The output from the function is a list with one or several compound 
dissimilarity matrices, depending on which `type` was used as input.
If multiple `type` are used as input, a matrix with mean values of the other
matrices will also calculated. If `type` includes `"NPClassifier"`, a matrix
with "mixed" values is also calculated. In this case, values are based on
NPClassifier when these are *> 0*, and otherwise based the 
PubChem fingerprints/fMCS values (see manual for details).
Importantly, a resulting matrix of compound dissimilarities is used by
other functions in the package that quantify phytochemical diversity
and dissimilarity, and can be used to visualize how similar sets of
compounds are to each other.


### Diversity calculations
Calculations of phytochemical diversity is the core of the *chemodiv* package. 
Phytochemical diversity can be calculated for the *sample* dataset 
with functions `calcDiv()`, `calcBetaDiv()` and `calcDivProf()`.
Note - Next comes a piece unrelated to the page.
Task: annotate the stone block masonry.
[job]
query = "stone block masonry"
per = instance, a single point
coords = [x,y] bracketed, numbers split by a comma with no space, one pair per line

`calcDiv()` calculates alpha diversity for each sample (row) in the 
*sample* dataset. The function can calculate a 
number of different diversity and evenness indices, depending on
what `type` is used as input. The default and recommended way of calculating 
diversity is as Hill numbers (Chao et al. 2014), which provides 
a number of advantages, including the use of the parameter *q* which 
controls the sensitivity of the measure to the relative concentrations
of compounds. This can be done as "normal" Hill diversity, which depends
on compound richness and evenness, and as functional Hill diversity, 
which additionally considers compound dissimilarity (Chiu & Chao 2014),
utilizing the compound dissimilarity matrix from `compDis()`. This means that,
for calculations of functional Hill diversity, a set of compounds that are
biosynthetically/structurally different from each other is more diverse
than a similar set of compounds that are biosynthetically/structurally 
more similar to each other.

We calculate functional Hill diversity for *q = 1*.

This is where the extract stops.